Some Presidio residents complained that they didn’t know how or where to buy masks — and Presidio Mayor John Ferugson stressed on social media that the guidance was just that.
“It is absolutely not required by law,” he told residents in one post. “But do the right thing.”
Malynda Richardson, the EMS director for Presidio city, came out in favor of face coverings during the Presidio emergency meeting.
But when city officials also considered recommending gloves to residents, Richardson voiced strong opposition, warning city officials that gloves could give people a “false sense of security.”
In an interview Monday, Richardson said she does think gloves could be a good idea for some workers — including grocery workers who regularly handled cash.
“Money is made of cloth fibers, and it holds onto germs,” she said. “It’s one of the dirtiest things you can possibly touch.”
But for most residents, she reiterated that gloves could make people feel protected without offering much protection. She gave the example of someone using one pair of gloves to touch multiple products at a grocery store, or — even worse — to touch their face.
Making matters worse, she said, most non-healthcare workers don’t know how to properly remove gloves, which involves peeling them off slowly and then stuffing them together to avoid touching the exterior surface of the gloves with bare hands.
“It’s sort of an instinctive thing: you put on gloves, and you feel safe,” Richardson said. But the reality is anything but.
Masks, on the other hand, Richardson supports.

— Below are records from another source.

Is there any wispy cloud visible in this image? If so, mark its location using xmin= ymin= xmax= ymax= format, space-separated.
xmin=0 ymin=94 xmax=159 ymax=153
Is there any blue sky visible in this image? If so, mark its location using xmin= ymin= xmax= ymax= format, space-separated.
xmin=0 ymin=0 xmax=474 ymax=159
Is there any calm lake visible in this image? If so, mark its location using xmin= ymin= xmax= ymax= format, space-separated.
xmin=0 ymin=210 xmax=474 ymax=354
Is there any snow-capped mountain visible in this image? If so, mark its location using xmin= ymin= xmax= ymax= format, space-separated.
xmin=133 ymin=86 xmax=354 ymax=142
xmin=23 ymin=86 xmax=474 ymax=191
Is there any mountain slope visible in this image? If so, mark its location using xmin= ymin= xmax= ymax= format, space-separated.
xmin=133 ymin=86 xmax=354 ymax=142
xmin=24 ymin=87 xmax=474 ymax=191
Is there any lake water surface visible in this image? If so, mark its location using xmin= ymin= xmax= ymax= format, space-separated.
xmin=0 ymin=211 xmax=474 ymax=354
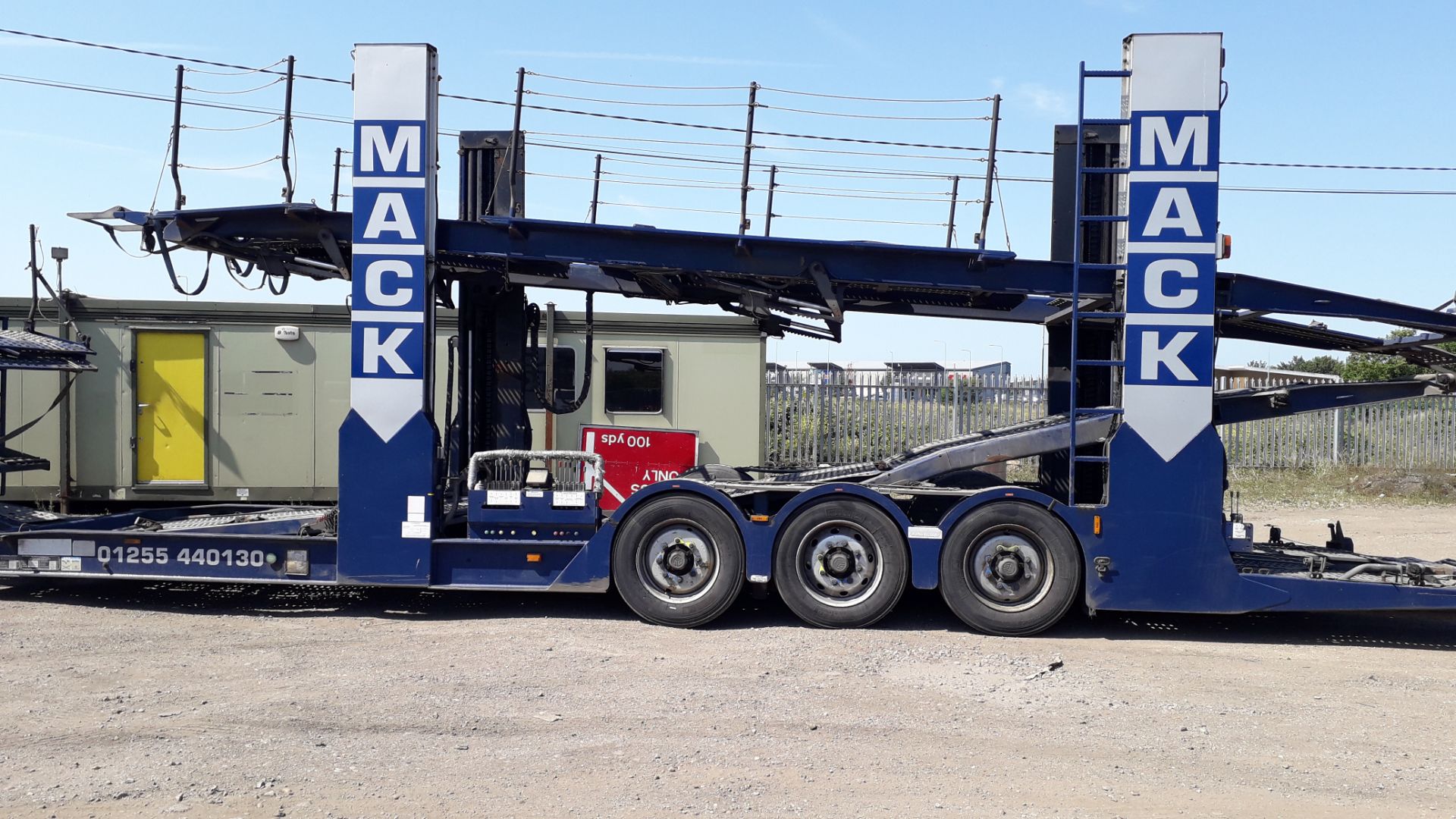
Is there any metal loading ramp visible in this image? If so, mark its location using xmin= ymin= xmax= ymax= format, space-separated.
xmin=755 ymin=414 xmax=1114 ymax=487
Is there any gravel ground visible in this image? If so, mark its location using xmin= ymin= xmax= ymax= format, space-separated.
xmin=0 ymin=507 xmax=1456 ymax=819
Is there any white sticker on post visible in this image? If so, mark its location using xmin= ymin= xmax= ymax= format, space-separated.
xmin=551 ymin=491 xmax=587 ymax=509
xmin=485 ymin=490 xmax=521 ymax=506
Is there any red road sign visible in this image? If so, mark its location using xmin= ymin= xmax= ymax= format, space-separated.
xmin=581 ymin=427 xmax=698 ymax=512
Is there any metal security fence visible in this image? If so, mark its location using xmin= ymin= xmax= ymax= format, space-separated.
xmin=1220 ymin=395 xmax=1456 ymax=469
xmin=764 ymin=369 xmax=1046 ymax=466
xmin=764 ymin=369 xmax=1456 ymax=471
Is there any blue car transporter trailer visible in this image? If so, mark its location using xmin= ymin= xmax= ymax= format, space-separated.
xmin=8 ymin=33 xmax=1456 ymax=635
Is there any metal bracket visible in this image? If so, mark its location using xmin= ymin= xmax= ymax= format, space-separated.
xmin=1304 ymin=555 xmax=1329 ymax=580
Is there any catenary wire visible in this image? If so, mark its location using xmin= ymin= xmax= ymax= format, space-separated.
xmin=0 ymin=28 xmax=1456 ymax=172
xmin=524 ymin=89 xmax=742 ymax=108
xmin=526 ymin=71 xmax=747 ymax=90
xmin=755 ymin=102 xmax=990 ymax=122
xmin=758 ymin=86 xmax=992 ymax=103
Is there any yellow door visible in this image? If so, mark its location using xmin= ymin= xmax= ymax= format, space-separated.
xmin=136 ymin=331 xmax=207 ymax=484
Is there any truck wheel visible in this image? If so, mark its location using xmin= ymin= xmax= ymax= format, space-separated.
xmin=774 ymin=498 xmax=910 ymax=628
xmin=940 ymin=501 xmax=1082 ymax=637
xmin=611 ymin=494 xmax=744 ymax=628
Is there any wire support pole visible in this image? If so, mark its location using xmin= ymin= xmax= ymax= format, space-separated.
xmin=507 ymin=65 xmax=526 ymax=217
xmin=280 ymin=54 xmax=293 ymax=202
xmin=172 ymin=63 xmax=187 ymax=210
xmin=25 ymin=224 xmax=41 ymax=332
xmin=975 ymin=93 xmax=1001 ymax=244
xmin=738 ymin=83 xmax=758 ymax=236
xmin=763 ymin=165 xmax=779 ymax=236
xmin=329 ymin=147 xmax=344 ymax=212
xmin=588 ymin=153 xmax=601 ymax=224
xmin=945 ymin=177 xmax=961 ymax=248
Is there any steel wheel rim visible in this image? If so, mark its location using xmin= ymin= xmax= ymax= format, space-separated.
xmin=636 ymin=517 xmax=719 ymax=604
xmin=795 ymin=520 xmax=885 ymax=607
xmin=962 ymin=523 xmax=1057 ymax=612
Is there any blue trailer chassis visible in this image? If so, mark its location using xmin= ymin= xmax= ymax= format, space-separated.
xmin=11 ymin=35 xmax=1456 ymax=632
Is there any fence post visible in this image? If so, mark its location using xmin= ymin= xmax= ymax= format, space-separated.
xmin=810 ymin=381 xmax=824 ymax=466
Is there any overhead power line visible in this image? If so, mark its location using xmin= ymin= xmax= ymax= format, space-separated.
xmin=0 ymin=29 xmax=350 ymax=84
xmin=758 ymin=86 xmax=992 ymax=103
xmin=524 ymin=89 xmax=742 ymax=108
xmin=526 ymin=71 xmax=748 ymax=90
xmin=8 ymin=28 xmax=1456 ymax=196
xmin=755 ymin=102 xmax=990 ymax=122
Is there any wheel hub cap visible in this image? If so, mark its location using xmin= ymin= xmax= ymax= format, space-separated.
xmin=641 ymin=522 xmax=718 ymax=601
xmin=967 ymin=532 xmax=1046 ymax=605
xmin=663 ymin=542 xmax=693 ymax=574
xmin=798 ymin=520 xmax=880 ymax=606
xmin=824 ymin=547 xmax=855 ymax=580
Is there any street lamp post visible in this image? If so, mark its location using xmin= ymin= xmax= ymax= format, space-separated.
xmin=51 ymin=242 xmax=74 ymax=514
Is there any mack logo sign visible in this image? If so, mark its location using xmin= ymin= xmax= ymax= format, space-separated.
xmin=1121 ymin=35 xmax=1222 ymax=460
xmin=350 ymin=46 xmax=437 ymax=441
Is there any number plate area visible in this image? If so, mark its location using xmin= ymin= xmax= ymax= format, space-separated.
xmin=0 ymin=535 xmax=337 ymax=582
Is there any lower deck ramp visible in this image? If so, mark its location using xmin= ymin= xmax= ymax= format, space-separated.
xmin=757 ymin=411 xmax=1116 ymax=487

But while some have viewed face-coverings as a way to protect themselves, Richardson said face-coverings are more about preventing transmission of the virus. The less coronavirus spreads a community, the safer the entire community is.

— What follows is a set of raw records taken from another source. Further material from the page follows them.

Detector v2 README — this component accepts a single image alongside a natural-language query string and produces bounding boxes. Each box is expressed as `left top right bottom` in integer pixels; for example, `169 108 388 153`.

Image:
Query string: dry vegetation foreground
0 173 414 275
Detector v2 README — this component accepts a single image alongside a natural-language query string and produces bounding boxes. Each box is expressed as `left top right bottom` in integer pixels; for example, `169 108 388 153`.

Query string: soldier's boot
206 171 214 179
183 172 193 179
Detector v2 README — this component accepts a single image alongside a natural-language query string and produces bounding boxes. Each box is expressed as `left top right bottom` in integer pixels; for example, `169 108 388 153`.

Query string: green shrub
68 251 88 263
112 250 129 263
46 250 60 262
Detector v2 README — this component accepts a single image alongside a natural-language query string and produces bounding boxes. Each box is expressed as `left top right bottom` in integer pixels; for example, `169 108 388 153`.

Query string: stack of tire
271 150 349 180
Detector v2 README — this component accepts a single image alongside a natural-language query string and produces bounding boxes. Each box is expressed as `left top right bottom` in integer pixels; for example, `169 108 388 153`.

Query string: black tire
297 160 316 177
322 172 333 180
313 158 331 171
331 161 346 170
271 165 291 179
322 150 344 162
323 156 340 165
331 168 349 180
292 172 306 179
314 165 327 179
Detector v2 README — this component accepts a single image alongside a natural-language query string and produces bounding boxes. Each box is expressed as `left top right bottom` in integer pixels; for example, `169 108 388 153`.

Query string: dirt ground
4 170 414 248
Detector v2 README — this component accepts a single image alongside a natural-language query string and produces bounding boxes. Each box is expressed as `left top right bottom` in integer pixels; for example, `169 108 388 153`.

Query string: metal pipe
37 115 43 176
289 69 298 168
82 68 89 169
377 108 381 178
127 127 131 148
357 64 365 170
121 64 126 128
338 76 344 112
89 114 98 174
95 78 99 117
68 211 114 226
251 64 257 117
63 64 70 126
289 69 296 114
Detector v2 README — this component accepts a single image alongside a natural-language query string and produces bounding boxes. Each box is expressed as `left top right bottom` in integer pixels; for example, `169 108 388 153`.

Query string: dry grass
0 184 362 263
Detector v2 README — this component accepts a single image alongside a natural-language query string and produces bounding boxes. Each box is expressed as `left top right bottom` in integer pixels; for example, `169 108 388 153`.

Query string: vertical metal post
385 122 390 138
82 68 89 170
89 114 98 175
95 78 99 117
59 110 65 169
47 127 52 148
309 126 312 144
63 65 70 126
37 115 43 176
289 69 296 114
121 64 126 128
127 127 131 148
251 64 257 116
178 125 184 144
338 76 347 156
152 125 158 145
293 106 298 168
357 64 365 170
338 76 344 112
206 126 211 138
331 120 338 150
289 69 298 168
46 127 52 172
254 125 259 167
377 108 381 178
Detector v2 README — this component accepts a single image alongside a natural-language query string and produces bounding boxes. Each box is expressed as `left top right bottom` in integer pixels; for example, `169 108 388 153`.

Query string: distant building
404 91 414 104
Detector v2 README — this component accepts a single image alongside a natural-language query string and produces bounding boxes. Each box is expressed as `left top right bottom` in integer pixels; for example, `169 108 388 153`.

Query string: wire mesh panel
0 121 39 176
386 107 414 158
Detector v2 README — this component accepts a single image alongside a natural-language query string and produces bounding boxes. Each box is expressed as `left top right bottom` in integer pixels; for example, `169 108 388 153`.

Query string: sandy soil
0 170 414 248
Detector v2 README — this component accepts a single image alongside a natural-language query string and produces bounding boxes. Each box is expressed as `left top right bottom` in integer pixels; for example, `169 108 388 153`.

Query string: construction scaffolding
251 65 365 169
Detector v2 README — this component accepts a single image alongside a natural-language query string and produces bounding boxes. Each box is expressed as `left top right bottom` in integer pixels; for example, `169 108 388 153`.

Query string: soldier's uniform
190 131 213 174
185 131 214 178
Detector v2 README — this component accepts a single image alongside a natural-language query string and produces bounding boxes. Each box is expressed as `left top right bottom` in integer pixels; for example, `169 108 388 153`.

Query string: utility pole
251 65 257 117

“I wear my mask to protect you,” she said. “You wear your mask to protect me.”
Such measures were particularly important, Richardson said, because up to 40 percent of people with coronavirus don’t experience symptoms — and because Presidio has a large population of elderly and vulnerable people.
“I transmit it to a 17-year-old kid, and then they take it home to their grandparents,” she said, speaking hypothetically. “That community spread is what you want to stop.”

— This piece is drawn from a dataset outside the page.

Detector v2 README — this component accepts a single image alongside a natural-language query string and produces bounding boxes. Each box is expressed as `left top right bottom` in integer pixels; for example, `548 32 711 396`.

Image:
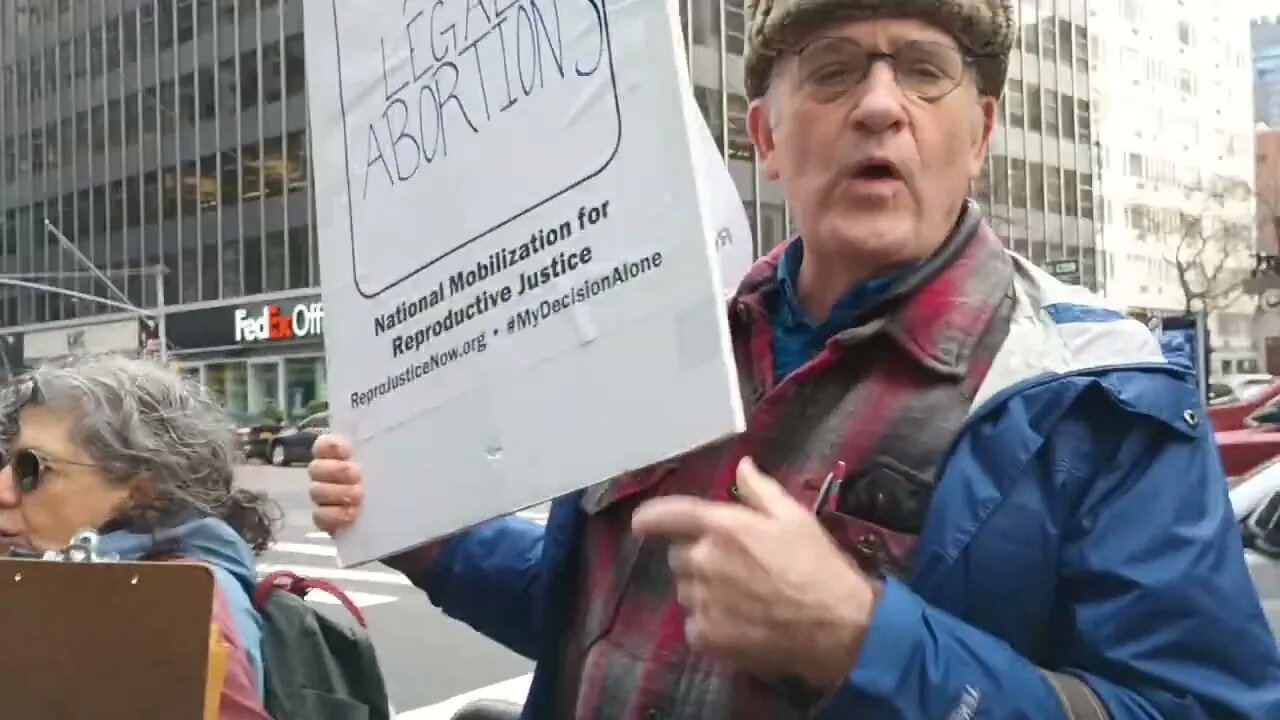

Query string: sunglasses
0 448 92 495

Across the region, health and emergency officials said they agreed with Richardson’s views on masks and gloves.
“I think masks are a good idea,” said Stephanie Elmore, the Brewster emergency management coordinator. “You’re keeping your germs to yourself.”
Gloves, on the other hand, give a “false sense of hope” and could potentially “contaminate everything that you touch.”
“Instead of using gloves, just wash your hands,” Elmore said.
Gary Mitschke, the emergency management coordinator for Presidio County, agreed on both fronts. Wearing face-coverings in public is “probably” a good idea, he said — though he stressed that keeping distance from people is the “better way to go.”
Wearing gloves, on the other hand, “could actually be more a detriment,” he said. Instead, he stressed that people should be vigilant about washing their hands.
While officials are in lockstep on guidance on masks and gloves, there was more disagreement on another question: could the CDC have done more — and done more sooner — to help circulate safety guidance to Americans?
“Maybe,” said Richardson, the EMS director in Presidio city. She thinks the agency was “trying to make the best call given the circumstances” and wanted to prevent people from hoarding N95 and surgical masks. But on the other hand, she thinks the resulting confusion has left some Presidio residents still uncertain about how to best protect themselves and others.
Mitschke said federal health authorities “reacted fairly quickly” when faced with a “major learning curve.” As the situation on the ground changed and the risk of coronavirus increased in the United States, the CDC updated their guidance, he said.
Mitschke, who also serves as chief of the Marfa Volunteer Fire Department, compared the coronavirus pandemic to a wildfire.
“You don’t know what you have until you get in there and size it up,” he said. “This virus is a whole different animal.”